The warning, from Ben-Gurion University of the Negev, Israel, said that vulnerable IoT devices includes baby monitors, home security and web cameras, doorbells, and thermostats and they are “easily co-opted”.
This is not a particularly new development. Four years ago the Information Commissioner’s Office (ICO) warned that live video feeds from thousands of webcams, CCTV camera and baby monitors around the world have been hacked and put up online.
The Ben-Gurion University researchers carried out experiments as part of their ongoing research into detecting vulnerabilities of devices and networks. They disassembled and reverse engineered many common devices and quickly uncovered serious security issues.
“It is truly frightening how easily a criminal, voyeur or paedophile can take over these devices,” said Dr. Yossi Oren, a senior lecturer in BGU’s Department of Software and Information Systems Engineering at Cyber@BGU.

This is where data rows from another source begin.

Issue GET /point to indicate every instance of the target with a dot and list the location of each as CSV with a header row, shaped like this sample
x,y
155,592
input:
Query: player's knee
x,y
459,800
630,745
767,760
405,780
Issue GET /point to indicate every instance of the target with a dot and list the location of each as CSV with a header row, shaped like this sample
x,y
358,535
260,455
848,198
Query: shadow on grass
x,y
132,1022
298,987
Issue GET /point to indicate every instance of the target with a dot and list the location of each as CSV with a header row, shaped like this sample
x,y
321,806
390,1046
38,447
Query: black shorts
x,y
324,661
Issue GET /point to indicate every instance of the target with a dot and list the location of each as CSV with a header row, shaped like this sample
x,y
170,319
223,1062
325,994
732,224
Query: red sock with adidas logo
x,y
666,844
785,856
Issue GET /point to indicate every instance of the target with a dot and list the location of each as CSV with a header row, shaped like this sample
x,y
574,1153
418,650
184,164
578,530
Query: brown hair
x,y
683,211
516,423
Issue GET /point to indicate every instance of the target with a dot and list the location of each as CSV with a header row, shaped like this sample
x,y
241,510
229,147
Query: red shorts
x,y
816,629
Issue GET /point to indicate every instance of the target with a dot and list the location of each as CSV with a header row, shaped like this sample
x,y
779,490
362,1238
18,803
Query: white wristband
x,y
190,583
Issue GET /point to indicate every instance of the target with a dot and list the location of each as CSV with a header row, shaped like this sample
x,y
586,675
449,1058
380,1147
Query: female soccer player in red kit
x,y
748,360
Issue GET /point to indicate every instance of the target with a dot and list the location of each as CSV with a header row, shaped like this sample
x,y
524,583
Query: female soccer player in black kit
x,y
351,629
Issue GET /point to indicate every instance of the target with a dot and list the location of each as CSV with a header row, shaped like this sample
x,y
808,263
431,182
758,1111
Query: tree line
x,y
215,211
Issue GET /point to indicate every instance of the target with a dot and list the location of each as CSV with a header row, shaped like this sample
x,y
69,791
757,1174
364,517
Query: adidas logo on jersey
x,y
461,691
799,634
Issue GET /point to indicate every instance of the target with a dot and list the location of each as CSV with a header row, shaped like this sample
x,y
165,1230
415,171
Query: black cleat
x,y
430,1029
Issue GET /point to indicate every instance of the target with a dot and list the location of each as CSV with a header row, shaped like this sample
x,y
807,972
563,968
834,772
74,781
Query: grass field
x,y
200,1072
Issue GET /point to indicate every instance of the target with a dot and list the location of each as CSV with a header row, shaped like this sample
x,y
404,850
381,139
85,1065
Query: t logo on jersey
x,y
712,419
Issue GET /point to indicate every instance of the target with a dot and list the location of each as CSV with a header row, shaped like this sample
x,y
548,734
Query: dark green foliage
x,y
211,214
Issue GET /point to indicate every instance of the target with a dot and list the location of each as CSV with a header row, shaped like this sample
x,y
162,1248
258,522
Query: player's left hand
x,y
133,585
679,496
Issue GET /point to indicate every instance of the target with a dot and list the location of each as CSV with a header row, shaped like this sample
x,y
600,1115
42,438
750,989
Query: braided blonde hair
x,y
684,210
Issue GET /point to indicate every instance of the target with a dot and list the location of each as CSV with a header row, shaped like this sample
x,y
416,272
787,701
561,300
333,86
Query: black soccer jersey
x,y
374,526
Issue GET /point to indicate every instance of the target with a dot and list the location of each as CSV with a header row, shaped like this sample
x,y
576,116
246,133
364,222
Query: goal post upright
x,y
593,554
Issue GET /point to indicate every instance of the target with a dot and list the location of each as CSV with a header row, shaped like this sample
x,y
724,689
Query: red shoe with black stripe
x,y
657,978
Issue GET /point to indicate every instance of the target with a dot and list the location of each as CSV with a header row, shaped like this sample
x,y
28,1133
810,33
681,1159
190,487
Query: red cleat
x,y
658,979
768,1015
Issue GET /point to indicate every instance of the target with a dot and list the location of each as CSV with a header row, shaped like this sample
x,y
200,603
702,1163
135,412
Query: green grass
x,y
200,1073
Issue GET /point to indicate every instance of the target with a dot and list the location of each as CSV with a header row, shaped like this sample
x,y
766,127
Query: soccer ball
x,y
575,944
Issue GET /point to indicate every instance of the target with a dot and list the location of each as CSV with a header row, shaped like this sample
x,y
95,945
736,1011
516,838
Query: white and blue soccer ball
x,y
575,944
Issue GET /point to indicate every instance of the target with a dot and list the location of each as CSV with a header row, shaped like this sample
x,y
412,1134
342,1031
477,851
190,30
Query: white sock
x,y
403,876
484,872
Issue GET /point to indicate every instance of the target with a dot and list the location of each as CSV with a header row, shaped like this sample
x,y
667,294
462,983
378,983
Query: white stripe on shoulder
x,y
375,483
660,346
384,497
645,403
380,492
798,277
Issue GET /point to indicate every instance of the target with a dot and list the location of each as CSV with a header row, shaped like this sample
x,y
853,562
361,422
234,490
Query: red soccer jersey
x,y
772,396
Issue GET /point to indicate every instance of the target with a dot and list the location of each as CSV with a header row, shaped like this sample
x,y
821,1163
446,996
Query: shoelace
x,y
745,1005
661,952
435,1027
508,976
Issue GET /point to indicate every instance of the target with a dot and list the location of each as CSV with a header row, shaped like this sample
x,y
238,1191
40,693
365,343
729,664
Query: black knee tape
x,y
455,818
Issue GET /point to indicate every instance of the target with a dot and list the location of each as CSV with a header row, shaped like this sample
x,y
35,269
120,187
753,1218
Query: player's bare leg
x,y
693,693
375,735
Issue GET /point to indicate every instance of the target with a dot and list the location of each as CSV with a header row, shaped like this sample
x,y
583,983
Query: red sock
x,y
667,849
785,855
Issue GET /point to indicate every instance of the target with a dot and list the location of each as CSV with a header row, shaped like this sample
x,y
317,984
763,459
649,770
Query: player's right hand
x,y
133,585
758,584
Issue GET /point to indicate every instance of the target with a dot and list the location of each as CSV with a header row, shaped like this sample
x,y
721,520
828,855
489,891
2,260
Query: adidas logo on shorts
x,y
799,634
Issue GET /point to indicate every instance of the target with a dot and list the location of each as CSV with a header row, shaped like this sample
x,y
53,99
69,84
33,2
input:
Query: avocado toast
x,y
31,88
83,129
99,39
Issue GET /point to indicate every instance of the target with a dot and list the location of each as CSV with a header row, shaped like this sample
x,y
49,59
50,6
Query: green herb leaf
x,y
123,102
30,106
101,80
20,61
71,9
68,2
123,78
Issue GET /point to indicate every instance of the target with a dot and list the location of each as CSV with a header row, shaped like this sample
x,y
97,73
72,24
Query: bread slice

“Using these devices in our lab, we were able to play loud music through a baby monitor, turn off a thermostat and turn on a camera remotely, much to the concern of our researchers who themselves use these products,” said Dr Oren.
And what is worse, it seems that many of these hacks can be carried out just by using a Google search.
“It only took 30 minutes to find passwords for most of the devices and some of them were found merely through a Google search of the brand,” said Omer Shwartz, a Ph.D. student and member of Dr Oren’s lab. “Once hackers can access an IoT device, like a camera, they can create an entire network of these camera models controlled remotely.”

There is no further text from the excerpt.